Paris - European stocks rallied on Wednesday, with one regional benchmark hitting a level not seen since late 2000, ahead of a European Central Bank meeting at which the bank is expected to affirm its loose monetary stance.
Shares in France's Alcatel-Lucent dropped 13%, slipping back from its sharp rally on Tuesday as rival Nokia unveiled the details of its all-share takeover offer for Alcatel, which values it at €15.6bn.
Shares in resource-related companies rallied, bouncing back from a recent drop, after Chinese figures came in in-line with expectations.
Data showed gross domestic product (GDP) grew an annual 7% in the first quarter, slowing from 7.3% in the fourth quarter of 2014. While matching the median forecast in a Reuters poll, some analysts said it seemed stronger than data on the components of growth suggested.
Rio Tinto was up 1.6% and BHP Billiton up 2.1%.
The FTSEurofirst 300 index of top European shares was up 0.8% at 1 652.13 points.

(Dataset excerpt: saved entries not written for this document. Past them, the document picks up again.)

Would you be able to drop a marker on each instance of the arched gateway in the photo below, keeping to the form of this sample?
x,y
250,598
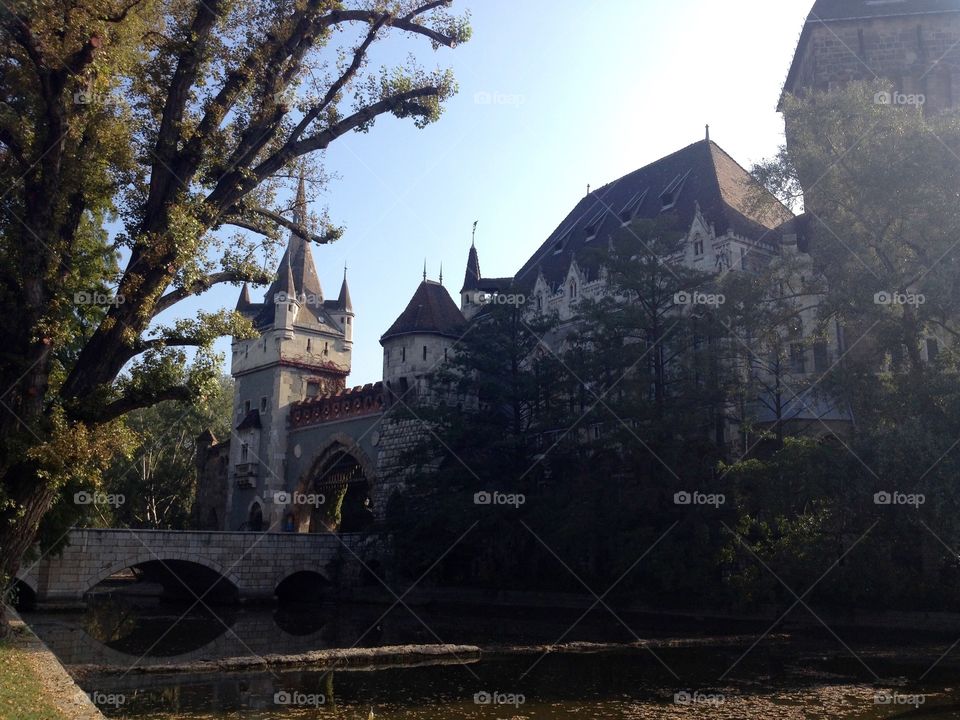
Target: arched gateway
x,y
340,485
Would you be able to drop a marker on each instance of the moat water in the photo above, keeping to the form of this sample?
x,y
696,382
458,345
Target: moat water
x,y
712,671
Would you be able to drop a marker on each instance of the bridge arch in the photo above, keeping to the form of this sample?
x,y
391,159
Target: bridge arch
x,y
343,473
176,571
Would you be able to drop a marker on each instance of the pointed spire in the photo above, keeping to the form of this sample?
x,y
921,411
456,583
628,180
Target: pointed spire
x,y
284,289
471,279
300,208
244,302
344,302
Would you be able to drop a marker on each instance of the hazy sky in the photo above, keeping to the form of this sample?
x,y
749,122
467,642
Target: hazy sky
x,y
582,92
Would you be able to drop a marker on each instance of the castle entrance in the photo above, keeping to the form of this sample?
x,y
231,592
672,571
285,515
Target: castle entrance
x,y
340,479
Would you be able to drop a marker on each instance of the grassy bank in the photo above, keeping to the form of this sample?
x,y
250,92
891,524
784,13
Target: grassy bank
x,y
21,691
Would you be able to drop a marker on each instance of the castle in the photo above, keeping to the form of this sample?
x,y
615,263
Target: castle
x,y
301,434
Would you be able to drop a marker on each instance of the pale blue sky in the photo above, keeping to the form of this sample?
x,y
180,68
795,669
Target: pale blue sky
x,y
584,92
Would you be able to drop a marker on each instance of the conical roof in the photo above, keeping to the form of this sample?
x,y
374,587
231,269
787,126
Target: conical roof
x,y
431,311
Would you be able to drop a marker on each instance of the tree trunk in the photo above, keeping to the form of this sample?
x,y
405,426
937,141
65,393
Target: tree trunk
x,y
31,499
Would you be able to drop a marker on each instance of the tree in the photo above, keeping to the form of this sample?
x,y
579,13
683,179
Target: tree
x,y
177,119
159,485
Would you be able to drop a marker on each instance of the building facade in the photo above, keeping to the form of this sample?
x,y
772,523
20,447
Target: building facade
x,y
310,454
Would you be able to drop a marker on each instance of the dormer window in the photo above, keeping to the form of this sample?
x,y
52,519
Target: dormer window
x,y
593,226
629,211
561,243
668,198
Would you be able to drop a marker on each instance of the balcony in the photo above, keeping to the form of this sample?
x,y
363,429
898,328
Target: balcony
x,y
246,474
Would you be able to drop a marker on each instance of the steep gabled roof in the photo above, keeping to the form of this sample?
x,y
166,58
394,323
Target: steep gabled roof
x,y
700,175
431,311
832,10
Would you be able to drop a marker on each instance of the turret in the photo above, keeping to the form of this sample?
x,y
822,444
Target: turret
x,y
345,309
286,305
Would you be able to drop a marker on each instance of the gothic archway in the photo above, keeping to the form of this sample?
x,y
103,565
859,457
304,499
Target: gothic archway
x,y
340,480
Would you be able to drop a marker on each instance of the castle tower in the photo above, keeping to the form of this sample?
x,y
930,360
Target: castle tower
x,y
914,44
303,350
420,341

The index has surged 21% so far this year, strongly outpacing Wall Street, as investors bet the European Central Bank's asset-buying programme will support the region's economic recovery and that corporate profits will rise.
The ECB is set to keep rates unchanged at record lows at its meeting later in the day, and is also tipped to quash talk it might scale down sooner than planned the 1 trillion euro quantitative easing scheme it launched last month.
"The effect from the ECB's quantitative easing is massive. With the drop in the euro and the drop in financing costs, there's a major upside potential for corporate margins in the euro zone," said Serge Pizem, global head of multi asset investments at AXA Investment Managers in Paris.
Around Europe, UK's FTSE 100 index was up 0.4% on Wednesday, Germany's DAX index up 0.6%, and France's CAC 40 up 0.8%.